The original project shut down in January 2024 after nearly a decade of development, ended by legal threats it could not absorb. The old APK technically opens, but without working extensions it is an empty shell. And the ecosystem of fake “Tachiyomi” APKs circulating online makes downloading the original increasingly risky for anyone who does not know exactly where to look.
What replaced it is not a void. Mihon handles migration from Tachiyomi better than any other option, imports your backup cleanly, and continues active development in 2026. Export your library from Tachiyomi, install Mihon from its official GitHub page, import the backup, add the Keiyoushi extension repository in ten minutes, and you are reading again.

The community that built Tachiyomi did not disappear when the project did. They kept building. What they built is worth using.
Frequently Asked Questions
Is Tachiyomi still working in 2026?
The original Tachiyomi app can still open if previously installed, but it no longer functions properly. Official extension repositories were shut down in January 2024, which means the app cannot access manga sources out of the box. Adding the Keiyoushi community repository restores some functionality, but the app receives no security updates or compatibility fixes. Mihon is the actively maintained successor that works correctly in 2026.
What happened to Tachiyomi?
Tachiyomi shut down on January 13, 2024, after Kakao Entertainment Corp sent legal threats to individual members of the development team. The developers the unpaid volunteers who built the app as a hobby project unanimously chose to cease development rather than face personal legal liability. The GitHub repositories, social media accounts, and official extension support were all closed on the same day.
Why did Tachiyomi stop development?
Kakao Entertainment Corp, a major South Korean entertainment company with publishing rights to significant manhwa content, threatened Tachiyomi’s individual developers with legal action. The team had actually complied with Kakao’s initial demands of removing disputed extensions and offering to assist with DMCA filings but Kakao continued the legal pressure anyway. Faced with personal risk on a project that generated no revenue, the team shut it down.
Is Mihon the same as Tachiyomi?
Mihon is the spiritual successor to Tachiyomi, not the identical app. It was built by developers from the Tachiyomi community using the original open-source code as a foundation. It supports Tachiyomi backup imports, uses the same extension architecture, and maintains a comparable interface. For practical purposes, migrating from Tachiyomi to Mihon is the most seamless transition available and the experience is nearly identical.
Is it safe to download Tachiyomi APK from third-party sites?

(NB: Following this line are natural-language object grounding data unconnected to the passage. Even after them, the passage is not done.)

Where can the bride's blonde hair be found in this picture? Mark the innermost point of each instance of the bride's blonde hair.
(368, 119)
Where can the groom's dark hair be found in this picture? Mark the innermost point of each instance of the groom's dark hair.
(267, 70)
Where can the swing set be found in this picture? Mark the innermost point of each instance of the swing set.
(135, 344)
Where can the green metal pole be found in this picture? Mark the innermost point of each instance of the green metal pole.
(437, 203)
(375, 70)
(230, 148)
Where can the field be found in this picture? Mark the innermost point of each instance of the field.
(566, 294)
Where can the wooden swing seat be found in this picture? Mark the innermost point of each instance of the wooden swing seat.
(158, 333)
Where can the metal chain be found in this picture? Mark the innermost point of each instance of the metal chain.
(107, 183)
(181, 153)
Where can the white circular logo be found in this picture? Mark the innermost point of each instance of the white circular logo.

No. The original developers explicitly warned in their shutdown announcement that anything new calling itself Tachiyomi has no connection to the original team. Many sites distribute modified APK files under the Tachiyomi name that contain malware, tracking scripts, or injected ads. The only safe download for the Tachiyomi successor is Mihon, from its official GitHub repository at github.com/mihonapp/mihon.
Can I transfer my Tachiyomi library to Mihon?

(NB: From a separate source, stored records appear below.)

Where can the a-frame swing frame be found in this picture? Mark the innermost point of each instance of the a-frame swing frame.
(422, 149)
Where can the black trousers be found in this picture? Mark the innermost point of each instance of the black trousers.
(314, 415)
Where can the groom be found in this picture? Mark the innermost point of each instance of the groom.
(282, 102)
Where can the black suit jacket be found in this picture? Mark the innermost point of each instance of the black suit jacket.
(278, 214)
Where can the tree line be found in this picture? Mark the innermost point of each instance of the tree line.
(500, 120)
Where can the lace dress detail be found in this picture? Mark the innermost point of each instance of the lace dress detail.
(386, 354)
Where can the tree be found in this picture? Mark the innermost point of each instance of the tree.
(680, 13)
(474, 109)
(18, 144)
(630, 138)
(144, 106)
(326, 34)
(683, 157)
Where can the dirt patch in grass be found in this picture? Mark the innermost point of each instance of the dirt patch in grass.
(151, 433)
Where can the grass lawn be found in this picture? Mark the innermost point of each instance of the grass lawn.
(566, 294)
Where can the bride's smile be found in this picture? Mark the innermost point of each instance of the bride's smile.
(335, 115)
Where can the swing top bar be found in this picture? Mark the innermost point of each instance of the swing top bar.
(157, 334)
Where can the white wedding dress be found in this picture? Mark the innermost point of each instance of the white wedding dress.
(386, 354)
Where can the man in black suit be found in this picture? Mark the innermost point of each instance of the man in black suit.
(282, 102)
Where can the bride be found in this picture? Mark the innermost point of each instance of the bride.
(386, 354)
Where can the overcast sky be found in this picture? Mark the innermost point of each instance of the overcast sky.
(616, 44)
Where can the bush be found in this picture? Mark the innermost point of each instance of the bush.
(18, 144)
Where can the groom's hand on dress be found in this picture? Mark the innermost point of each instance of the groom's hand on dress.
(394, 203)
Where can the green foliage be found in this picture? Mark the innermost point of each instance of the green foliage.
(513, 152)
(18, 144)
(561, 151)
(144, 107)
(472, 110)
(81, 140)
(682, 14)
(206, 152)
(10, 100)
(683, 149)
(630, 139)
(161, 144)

Yes. Export a backup from Tachiyomi through the app’s backup settings, then import that file into Mihon. Reading progress, library organization, and categories transfer correctly. You will need to set up extension repositories separately in Mihon, but the core library migration is clean and takes about ten minutes.

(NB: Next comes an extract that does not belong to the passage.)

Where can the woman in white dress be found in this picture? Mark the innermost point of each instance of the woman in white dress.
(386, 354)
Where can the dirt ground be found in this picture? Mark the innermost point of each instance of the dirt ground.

What is the best Tachiyomi alternative in 2026?
Mihon is the best alternative for most former Tachiyomi users closest to the original experience, supports backup migration, and actively maintained. Aniyomi is the best choice for readers who also want anime streaming. Kotatsu works well for users who prefer simplicity over a broad source library. For MangaDex-focused readers, Neko integrates deeply with that platform. For readers following major licensed titles, MANGA Plus and VIZ Manga have improved significantly as official options.